For healthcare professionals and health plans, there are concerns that run deeper than the average person’s restless night. It is estimated that approximately 50-70 million Americans have a chronic sleep disorder – meaning a diagnosable medical condition that disrupts healthy sleep. Whether categorized as insomnia, sleep-related breathing disorders, sleep-related movement disorders, or other conditions, these chronic ailments can contribute to a number of comorbid symptoms, from slower reaction times and irritability, to obesity, type 2 diabetes, heart disease, depression, and dementia. Recent studies have even shown that patients with long-term untreated sleep apnea can develop Parkinson’s.
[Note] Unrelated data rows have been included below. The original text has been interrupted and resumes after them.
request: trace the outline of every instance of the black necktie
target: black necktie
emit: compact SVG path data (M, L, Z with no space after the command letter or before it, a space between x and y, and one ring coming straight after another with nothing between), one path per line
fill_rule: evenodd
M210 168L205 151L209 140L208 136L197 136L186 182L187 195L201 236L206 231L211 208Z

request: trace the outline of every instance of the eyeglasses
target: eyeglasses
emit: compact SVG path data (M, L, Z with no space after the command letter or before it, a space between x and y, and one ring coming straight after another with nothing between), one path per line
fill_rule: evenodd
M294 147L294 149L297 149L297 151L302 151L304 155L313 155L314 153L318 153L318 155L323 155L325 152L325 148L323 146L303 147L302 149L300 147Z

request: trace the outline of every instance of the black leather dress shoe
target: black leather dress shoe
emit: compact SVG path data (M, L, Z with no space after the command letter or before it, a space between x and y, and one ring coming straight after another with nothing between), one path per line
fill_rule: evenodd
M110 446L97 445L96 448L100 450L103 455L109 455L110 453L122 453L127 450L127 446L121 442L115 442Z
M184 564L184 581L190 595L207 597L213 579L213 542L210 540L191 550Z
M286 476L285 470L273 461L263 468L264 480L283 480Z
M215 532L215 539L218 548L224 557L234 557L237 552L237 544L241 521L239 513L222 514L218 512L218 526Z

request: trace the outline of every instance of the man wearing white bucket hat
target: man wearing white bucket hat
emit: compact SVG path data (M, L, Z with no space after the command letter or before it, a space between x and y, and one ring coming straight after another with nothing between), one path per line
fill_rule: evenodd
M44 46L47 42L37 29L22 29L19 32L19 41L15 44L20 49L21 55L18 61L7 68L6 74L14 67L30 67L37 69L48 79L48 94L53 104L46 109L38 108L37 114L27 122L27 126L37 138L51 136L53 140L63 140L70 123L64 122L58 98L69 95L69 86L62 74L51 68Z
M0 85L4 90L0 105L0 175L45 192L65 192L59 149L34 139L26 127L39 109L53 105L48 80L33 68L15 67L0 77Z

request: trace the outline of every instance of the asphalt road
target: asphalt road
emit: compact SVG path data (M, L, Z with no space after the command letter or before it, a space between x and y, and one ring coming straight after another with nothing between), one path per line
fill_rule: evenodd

Health plan coverage related to sleep disorders
The majority of insurance carriers and payers recognize the need to provide sleep resources and coverage for treatment of the more than 80 documented sleep disorders. But with a range of diagnostic and treatment options including supplements, prescription medications, and behavioral therapy to more costly and involved interventions like overnight sleep studies, neurostimulator implants, and at-home devices like CPAP machines and light therapy, it can be challenging for payers to determine appropriate coverage to match continually changing best practices and evidence.
Evidence-based research helps support sleep management policy decisions
As new clinical information and research develops on sleep medicine, payers benefit from having clinical decision support that offers the latest, rigorously reviewed evidence and save time when using a centralized source of clinical intelligence to help guide evidence-based coverage decisions.